Seeing our hero begin to make his way around, the brunette made a bold decision; she darted into the row. Our hero froze, like a deer caught in the headlights. Should he walk around and risk losing his chance to sit next to the girl? If he reversed course and followed her down the row, he'd look pathetic.
He didn't care. I bet he's used to looking pathetic. Or maybe he thinks doggedly pursuing an uninterested girl is the way to win her over. If he sticks by her every minute of every day, drilling into her skull with those dull, moist eyes, one day there might be a split second window of opportunity when, while brushing her teeth or folding laundry, she lets her guard down and forgets he's as creepy as peepshow janitor. By being vigilant and present, he can jump in at the chance and latch himself like a lamprey to her heart. A dim hope like that can keep a guy going for a lifetime.

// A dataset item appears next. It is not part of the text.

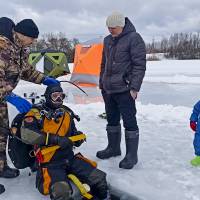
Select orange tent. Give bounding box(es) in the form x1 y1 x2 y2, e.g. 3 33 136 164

So, after sacrificing his pride, our hero got to sit next to his girl. She looked uncomfortable, like someone was running hot piano wires down her spinal cord. He looked ready for love. Turns out, though, there were only five seats, not six, and so one seat too few for the group. Our hero was forced to ask the couple next to him to move over, which they graciously did. The boy slid one seat to the right, and then everyone else followed to make two vacancies on the end for the fellows who walked around.
That's what you'd expect. Except the brunette didn't budge. She let our hero move a seat, and she was supposed to occupy his old seat. But either the thought of sitting in the warmth from his ass or being next to him was so unappealing that she didn't budget. And one of the fellows who walked around was to climb over four friends to fill the seat between the brunette and our hero. Awkward? You bet. A hell of an effective way to send a guy a message, though.
Our hero looked pretty fucking sad. I bet he enjoyed the move less than me. It sure as hell made my day, though. More than finding those day-old Neusecken Nutcorners in the bin behind the Rhinelander German bakery. It's so refreshing to be reminded you're not the only guy who scares girls. In fact, at this moment, it's not you at all. It's him.
Two Fingers for The Triplets of Belleville and Five Fingers for the hungry, lonely heart of a sad man.